We do, however, practice it. If a human embryo happens to have an extra copy of Chromosome 21, the child will suffer from what is known as Down's syndrome, more colloquially termed Mongolism. Such children have a reduced life expectancy and are slightly mentally retarded. The chance that a mother will bear such a child increases rapidly with age, from one in twenty-three hundred for a mother of twenty, to one in a hundred for a mother of forty. An amniocentesis test can readily determine, early in pregnancy, whether or not the developing fetus has Down's syndrome. Older mothers are often encouraged to take the test. There is only one logical reason for doing so. Although it is frequently not stated unless the Down's syndrome test is positive, the parents of such a child may be encouraged to abort it.
Down's syndrome is just a beginning. The mapping of the human genome will provide a torrent of tests applicable to developing embryos. Huntington's chorea, a terrible degenerative disease with a strong hereditary component, is known to be linked to a specific gene sequence on Chromosome 4. At the moment, this disease is incurable, but tests exist to determine if a particular person will develop it. A positive result for such a test of an embryo might persuade many parents to consider abortion.
As another example, Tay-Sachs disease and cystic fibrosis are incurable disorders that affect primarily Jewish people. Rather than testing a developing embryo, which is already too late, there is in the United States a committee, which will trace the bloodlines of people considering marriage. If both bride and groom are carriers for the mutation that causes Tay-Sachs or cystic fibrosis, the committee advises against the marriage.
As we unravel the genetic code, we discover more and more places that form the loci for particular disorders. These range from potentially or certainly fatal diseases, such as Huntington's chorea and sickle cell anemia, to more minor nuisances such as lactose intolerance, allergies, or an inability to digest alcohol. Chances are, we all have a genetic tendency to some ailment, though we usually have no idea what it is.
Now for the difficult question.
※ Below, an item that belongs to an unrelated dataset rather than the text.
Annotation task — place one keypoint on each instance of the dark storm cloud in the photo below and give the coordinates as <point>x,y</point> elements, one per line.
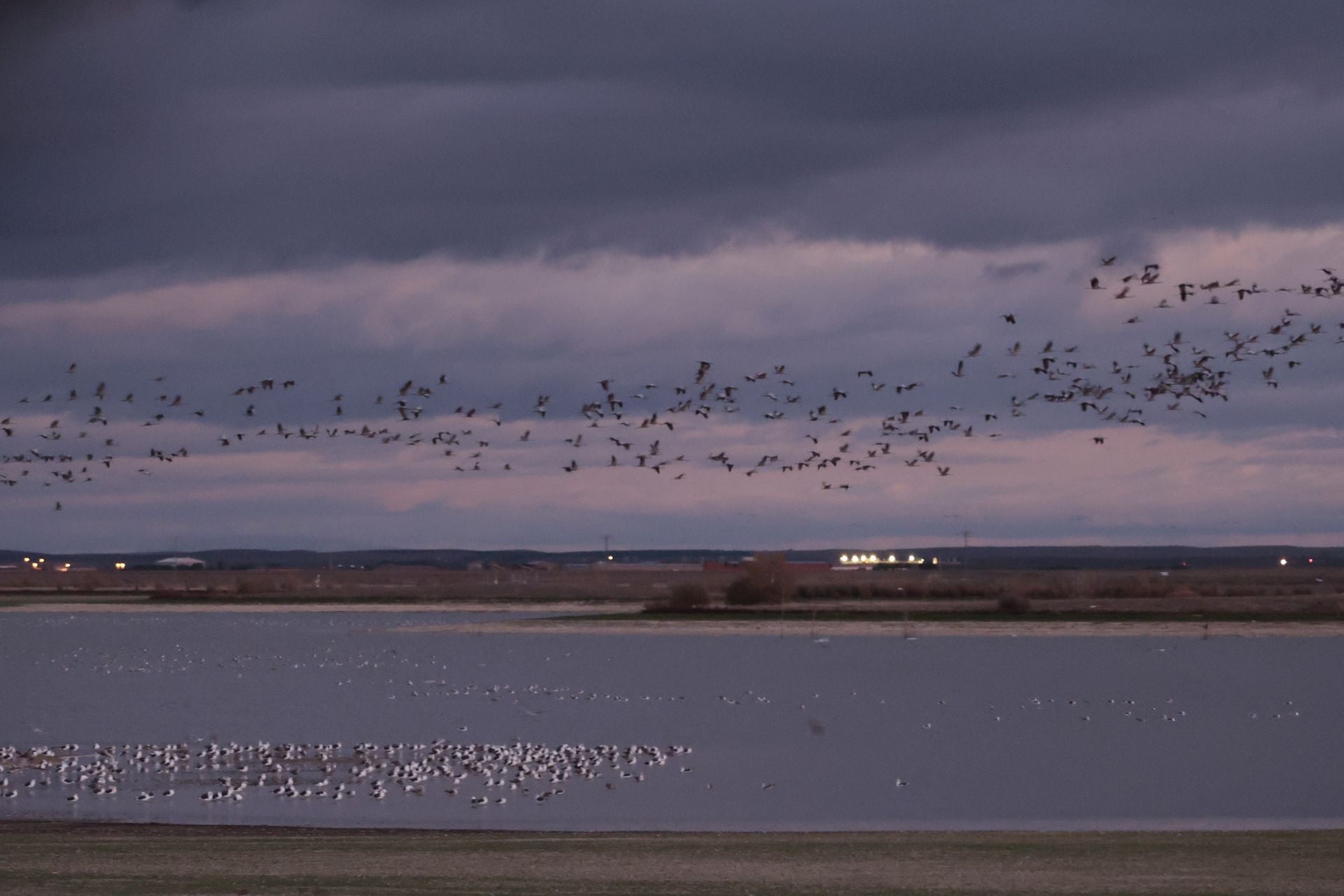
<point>241,136</point>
As our knowledge and the sophistication of our medical tests increase, we will have to make decisions that never troubled our ancestors. A century ago, no one could do anything about a Down's syndrome child, or a Tay-Sachs child. It was in the hands of God. A baby was born, and you as a parent did your best.
Today, regardless of what we call it, parents are increasingly in a position to practice eugenics. Genetic mapping of mother and father can tell the odds that a child, if they choose to have one, will suffer certain disorders. Genetic testing of an embryo can provide definitive proof as to whether or not the developing child will surely be born carrying those disorders.
And now we return full circle, to ask what the rights, responsibilities, and duties of government should be, versus the rights, responsibilities and duties of parents; and, last but perhaps most important of all, what are the rights of the unborn?
I don't pretend to have answers. I don't even have knowledgeable opinions. What I do know is that progress in genetic science will make eugenic questions as much a matter for debate in the first decades of this century as they were in the first decades of the last one. And this time around, the number of difficult decisions will be far greater.